Легко просить и то, и се, но ты ничего не получишь, сколько ни стучи лбом и ни бей поклоны. У тебя не может быть ни того, ни сего. Что ты можешь получить, так это медаль или орден, или симпатичный дипломчик. Недавно я получил почетную степень в Америке, в Эванстоне. Я спросил декана, какие привилегии или права дает мне этот диплом. Он ответил весьма остроумно: «Прибавьте к диплому пять центов, и можете прокатиться на автобусе».
Мне нравятся почетные грамоты, они красиво разукрашены и замечательно смотрятся на стене. Их делают из первосортной бумаги. Я заметил любопытную вещь: чем меньше страна, тем лучше бумага и больше диплом. Иногда, любуясь ими, я думаю, что мне все-таки досталась своя доля мудрости. Но это случается редко. Такое бывает, когда, закончив работу, мне кажется, что все проблемы решены и ответы на все вопросы найдены — естественно, в музыке. Но и это немало. А люди пусть сами слушают музыку и сами решают, что делать и как отделить важное от неважного.
Но куда чаще я думаю о том факте, что ни от одного диплома не было никакой пользы — хоть с молитвой, хоть без нее. Чего я действительно хочу, так это мирной и счастливой жизни. Я вспоминаю старика Глазунова, этого большого, мудрого ребенка. Всю свою жизнь он думал, что может отделить важное от неважного. И что мир создан разумно. Но в конце жизни, я полагаю, и он усомнился в этом. Глазунов ясно увидел, что то, чему он посвятил все свои силы — русская музыкальная культура, Консерватория — обречено. Для него это стало трагедией.
Все ценности смешались, критерии стерлись. Глазунов закончил свои дни в Париже, где его уважали, но, думаю, не очень-то любили. Он продолжал сочинять, не совсем понимая, для кого и для чего пишет. Не могу вообразить ничего ужаснее. Это — конец. Но Глазунов ошибся. Ему все-таки была дана мудрость, он правильно отделил главное от второстепенного, и на поверку «свежим и крепким» оказалось именно его дело.
В молодости я любил посмеяться над Глазуновым — это было нетрудно: в свои пятнадцать я был намного взрослей этого почтенного старца. Будущее было за мной, а не за ним. Все, что менялось, менялось в мою пользу, а не в его. Менялась музыка, менялись вкусы. Все, что оставалось Глазунову, это — раздраженно ворчать.

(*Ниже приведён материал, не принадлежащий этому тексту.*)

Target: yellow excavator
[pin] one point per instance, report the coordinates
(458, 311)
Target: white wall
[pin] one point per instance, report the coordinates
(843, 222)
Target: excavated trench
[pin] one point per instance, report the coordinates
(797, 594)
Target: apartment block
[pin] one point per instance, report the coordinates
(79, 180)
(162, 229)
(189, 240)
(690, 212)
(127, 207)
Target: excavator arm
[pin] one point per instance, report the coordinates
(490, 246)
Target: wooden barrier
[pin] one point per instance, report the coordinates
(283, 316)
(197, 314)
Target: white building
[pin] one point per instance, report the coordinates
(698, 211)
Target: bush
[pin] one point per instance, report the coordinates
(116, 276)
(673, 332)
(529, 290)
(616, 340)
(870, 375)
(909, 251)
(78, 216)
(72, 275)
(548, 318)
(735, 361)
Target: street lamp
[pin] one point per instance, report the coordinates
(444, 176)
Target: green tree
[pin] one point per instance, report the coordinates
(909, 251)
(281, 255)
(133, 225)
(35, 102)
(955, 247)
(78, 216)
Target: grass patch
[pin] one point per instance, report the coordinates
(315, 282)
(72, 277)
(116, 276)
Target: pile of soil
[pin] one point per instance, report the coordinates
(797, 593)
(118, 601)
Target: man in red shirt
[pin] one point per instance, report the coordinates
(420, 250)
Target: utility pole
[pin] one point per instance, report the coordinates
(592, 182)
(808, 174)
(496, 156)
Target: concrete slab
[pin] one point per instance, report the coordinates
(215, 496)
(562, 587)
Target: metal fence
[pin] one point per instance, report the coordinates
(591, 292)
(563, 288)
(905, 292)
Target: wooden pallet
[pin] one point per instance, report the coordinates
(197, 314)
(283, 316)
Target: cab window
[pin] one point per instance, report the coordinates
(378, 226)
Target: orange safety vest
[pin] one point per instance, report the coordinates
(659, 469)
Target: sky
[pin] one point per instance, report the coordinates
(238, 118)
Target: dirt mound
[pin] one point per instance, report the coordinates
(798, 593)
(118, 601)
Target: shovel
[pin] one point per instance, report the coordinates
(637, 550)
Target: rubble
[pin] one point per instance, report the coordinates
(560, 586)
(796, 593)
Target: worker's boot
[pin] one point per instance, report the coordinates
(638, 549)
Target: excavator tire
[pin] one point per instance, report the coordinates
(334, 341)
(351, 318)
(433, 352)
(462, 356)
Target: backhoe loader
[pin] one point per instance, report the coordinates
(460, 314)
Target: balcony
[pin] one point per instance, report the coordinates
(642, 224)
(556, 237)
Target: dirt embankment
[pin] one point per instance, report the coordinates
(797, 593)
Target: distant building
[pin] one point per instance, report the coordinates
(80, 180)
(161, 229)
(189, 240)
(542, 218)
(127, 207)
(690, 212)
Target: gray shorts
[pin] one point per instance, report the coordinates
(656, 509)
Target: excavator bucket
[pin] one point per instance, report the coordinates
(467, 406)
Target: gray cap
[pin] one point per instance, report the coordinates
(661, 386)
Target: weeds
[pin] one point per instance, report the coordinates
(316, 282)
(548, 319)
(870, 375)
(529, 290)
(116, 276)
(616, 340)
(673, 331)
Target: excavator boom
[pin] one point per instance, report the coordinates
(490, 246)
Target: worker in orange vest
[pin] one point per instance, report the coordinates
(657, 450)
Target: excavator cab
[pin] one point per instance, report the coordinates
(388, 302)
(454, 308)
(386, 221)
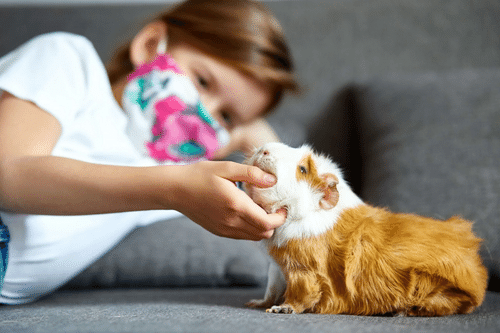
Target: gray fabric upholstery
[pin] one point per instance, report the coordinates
(176, 253)
(430, 144)
(213, 310)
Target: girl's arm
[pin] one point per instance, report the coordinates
(34, 182)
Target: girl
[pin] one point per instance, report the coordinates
(77, 140)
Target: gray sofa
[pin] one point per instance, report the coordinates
(405, 95)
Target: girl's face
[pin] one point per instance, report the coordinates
(232, 98)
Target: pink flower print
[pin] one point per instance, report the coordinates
(164, 109)
(162, 62)
(179, 129)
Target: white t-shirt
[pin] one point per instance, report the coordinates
(63, 74)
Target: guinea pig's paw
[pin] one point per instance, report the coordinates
(283, 308)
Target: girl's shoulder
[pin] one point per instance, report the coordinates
(59, 43)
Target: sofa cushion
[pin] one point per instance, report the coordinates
(430, 144)
(176, 253)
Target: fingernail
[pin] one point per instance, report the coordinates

Но теперь я вижу, как на самом деле все это сложно. Теперь я подозреваю, что в душе Глазунова был вечный конфликт — история, типичная для русского интеллигента, для всех нас. Глазунова постоянно мучило сознание незаслуженности его личного благосостояния. Его посещало множество людей, чья жизнь была несправедливо тяжкой, и он старался им помочь; а вслед за ними к нему приходило еще больше просителей. Но он не мог помочь всем. В конце концов, он не был волшебником, как и никто из нас, и в этом был источник его постоянных мучений. Да еще к Глазунову приставало огромное количество композиторов, присылавших ему свои работы со всех концов России.
Когда тебе только посылают музыку, это не так уж плохо, знаю по собственному опыту. Можно довольно быстро просмотреть партитуру, особенно если сразу видишь, что она безнадежна. Конечно, если ты хочешь изучить музыку досконально, тебе придется читать ее с листа столько времени, сколько заняло бы исполнение, это — единственный способ получить настоящее удовольствие от чтения. Но этим методом следует пользоваться только для хорошей музыки. «Слушать» глазами плохую музыку — пытка. Ее достаточно проглядеть. Но что делать, если бездарный композитор является и сам играет свою музыку с начала до конца?
Хуже всего, если композитор — не шарлатан и не проходимец, а просто трудолюбивый человек, обделенный талантом. В таких случаях ты слушаешь и думаешь: «Что ему сказать?» Музыка сочинена добросовестно, композитор сделал все, что мог; другое дело, что он может очень немного. Можно сказать, почти ничего не может. В Консерватории его научили грамотно писать ноты, и это все, на что он способен. К тому же такие композиторы — как правило, очень милые и очень нуждающиеся люди.